A pair of nods and a nod around the campfire. Vince cleared his throat and answered, “Not really, sir.”

“Not really?” Yull asked.

“Well, I’ve only served on the field for a year.”

“A year and they’ve put you out here?” Yull asked. “You must have annoyed someone.”

“No, actually,” Vince said, bold by the campfire’s golden light, and the way the General seemed to be treating him like an actual person. “I performed very well at the academy, and they sent me out to the front to do trench repairs.”

“Schooled well? Know your mottos, then, do you?” the huge man pointed the tip of his sword, still stained with ash from the campfire, at Vince. “Engineers, right?”

“Ah, yes, sir.”

“What is it? Your motto, mean.
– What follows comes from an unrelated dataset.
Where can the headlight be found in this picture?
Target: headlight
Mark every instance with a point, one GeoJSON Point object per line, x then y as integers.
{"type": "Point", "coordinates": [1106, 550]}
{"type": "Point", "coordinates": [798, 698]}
Know what it is, don’t you?”

“Ah, I do,” Vince said, rather primly, clearing his throat. “It’s ‘Ubiq.'” The smugness of knowing, rather than being told, and interrupting Yull’s teacherly tone, was a delicious flavour on the back of his tongue.

“Know what it means?”

“Ah, well-” Suddenly it didn’t taste so good.

“Everywhere. It means ‘everywhere.'”

“That’s a stupid motto.” Leigh grumbled, lying on her belly by the fire, her blanket piled up under her chin.

“Is it?” Yull asked, turning the sword back into the ashes, stirring them. “It’s a promise. It’s a threat. It says wherever you are, we can fix your problem. It says wherever you’ve built your wall, we can take it down. It’s a proud motto, law, and don’t let anyone tell you others. Alright, law, what about yours?” Tip of the sword, flicked with ashes, pointed at Gael.

The redhead sneered a little, raising her chin at the big man. “Non regis, Non Deo, Sed Pretium.”

“Don’t know that one,” Yull said, his swordtip steady. “Know the meaning?”

She gave a scoff. “No kings, no gods. Only money.” She shook her head. “You don’t speak Latin?”

“Only a little.”

“Like ‘ubiq?'” she asked, throwing a glance at Vince, who very much looked like he’d have dropped it.

“Mmhm,” rumbled Yull, putting his swordtip back into the ashes. “I like mottos. The words you carry with you, all the time. Even if you’re a mercenary.” And he grinned across the flames at her. “Most regiments have a motto of some sort.” He said, rolling his shoulder to look at Leigh, who was quietly shrinking against her bedroll as if she could hide in her own shadow. “Know yours?”

“Um, well,” she began, turning her head, trying to peer at the patch on her shoulder that marked her as King’s Artillery.

Ultima ratio regum.” Stannisfeld’s voice was a murmur.

Yull looked across at him, and smiled. “King’s Artillery’s motto, yes ‘tis. But do you know what it means.”

“’The last resort of kings.’” Stannisfeld said.

The quiet settled back in… but now Yull was one of the students, digesting the lesson.

“Y’speak Latin, law?” Yull asked.

“No sir.”

“Just that.”

“And In bello, manus ad numeros.” Stannisfeld murmured, swallowing and waiting a moment.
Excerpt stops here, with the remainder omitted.